Çünkü tek adam Türkiye’yi sıkıntıya sokuyor, itibarsızlaştırıyor. Türkiye, AB, ABD ve tüm dünya nezdinde itibarsız bir ülke. Bazı ülkelerde Türkiye’nin bu zaafını bu zaafını kullanmaya çalışıyor. Türkiye bundan çok büyük zarar görecek. Bu zarara aklı olan muhafazakar, milliyetçi, sosyal demokrat, sosyalist, liberal kesimlerin böyle bir itibarsızlaştırmaya tahammül etmemesi lazım. Kimsenin böyle bir hakkı yok.
Gökçek ve belediye başkanları için ilk mesajı 2 Mayıs’ta verdi ve daha sonra devam etti. Ama il, ilçe başkanları ve belediyelerde bu istifalar yüzde 10-15’i geçemedi. Tek adam, otorite diye konuşulan kişinin o talimatının yerine gelmediği görüldü. Erdoğan açısından bir otorite zaafı oluştu.
“ Parti içinde bir otorite boşluğu, otorite zaafı başladı Erdoğan için”
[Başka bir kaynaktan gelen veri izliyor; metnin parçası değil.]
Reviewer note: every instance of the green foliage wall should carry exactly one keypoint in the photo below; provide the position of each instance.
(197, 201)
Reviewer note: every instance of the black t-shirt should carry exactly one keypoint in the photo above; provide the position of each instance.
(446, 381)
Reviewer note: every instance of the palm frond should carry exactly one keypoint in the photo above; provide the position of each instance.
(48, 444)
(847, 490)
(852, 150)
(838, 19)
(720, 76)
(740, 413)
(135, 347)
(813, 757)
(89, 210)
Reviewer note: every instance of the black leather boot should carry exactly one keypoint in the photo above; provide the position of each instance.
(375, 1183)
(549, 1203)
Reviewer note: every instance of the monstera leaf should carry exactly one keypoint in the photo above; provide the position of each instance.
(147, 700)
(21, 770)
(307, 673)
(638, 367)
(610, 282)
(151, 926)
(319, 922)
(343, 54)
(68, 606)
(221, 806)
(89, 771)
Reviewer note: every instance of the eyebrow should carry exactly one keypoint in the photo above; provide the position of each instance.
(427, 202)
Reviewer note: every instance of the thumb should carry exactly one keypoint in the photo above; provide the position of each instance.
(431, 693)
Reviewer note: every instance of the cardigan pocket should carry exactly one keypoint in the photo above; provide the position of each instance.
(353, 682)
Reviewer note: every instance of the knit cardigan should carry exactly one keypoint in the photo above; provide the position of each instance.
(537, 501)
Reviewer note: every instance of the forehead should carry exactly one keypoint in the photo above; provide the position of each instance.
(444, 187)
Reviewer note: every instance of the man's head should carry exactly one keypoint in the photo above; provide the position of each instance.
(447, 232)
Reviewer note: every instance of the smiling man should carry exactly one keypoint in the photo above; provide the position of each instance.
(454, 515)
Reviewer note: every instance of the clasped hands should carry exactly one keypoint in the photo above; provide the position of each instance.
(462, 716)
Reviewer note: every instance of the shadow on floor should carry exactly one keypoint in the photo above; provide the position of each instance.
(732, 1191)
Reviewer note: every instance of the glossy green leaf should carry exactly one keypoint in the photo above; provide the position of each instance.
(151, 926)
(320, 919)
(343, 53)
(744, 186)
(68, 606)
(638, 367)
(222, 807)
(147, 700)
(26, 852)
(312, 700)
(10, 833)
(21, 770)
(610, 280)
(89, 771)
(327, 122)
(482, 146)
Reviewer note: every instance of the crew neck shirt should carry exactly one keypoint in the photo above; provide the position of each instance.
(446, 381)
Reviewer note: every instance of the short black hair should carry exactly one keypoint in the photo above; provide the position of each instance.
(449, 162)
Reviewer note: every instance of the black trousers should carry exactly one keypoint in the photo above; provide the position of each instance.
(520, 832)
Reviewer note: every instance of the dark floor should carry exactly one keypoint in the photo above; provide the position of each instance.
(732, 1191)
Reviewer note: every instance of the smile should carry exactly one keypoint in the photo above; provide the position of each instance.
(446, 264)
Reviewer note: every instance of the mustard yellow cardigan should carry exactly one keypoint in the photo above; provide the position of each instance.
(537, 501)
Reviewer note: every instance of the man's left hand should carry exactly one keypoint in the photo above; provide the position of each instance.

Hepsinin istifasını alır ama o itibarını yerine getirmez. Asıl itibarsızlık sorumluğu almamasıyla oluştu. Bunun kabahatlisi benim, benim yanlışlarımdan oldu dememiştir. Parti içinde bir otorite boşluğu, otorite zaafı söz konusu olmaya başladı Erdoğan için. Talimatlandırdığı, emrettiği şekilde olan istifalar gerçekleşmeyince gittikçe daha büyük bir sıkıntı söz konusu. Çünkü, birliktelik paylaştıkça olur. Her şey tek adama bağlı olursa olmaz. Türkiye’nin 2 bin yıllık istişare geleneği vardır. Demokrasi paylaşmak demektir. Ama hiç sorumluluğu almayacaksınız ve yetki isteyeceksiniz.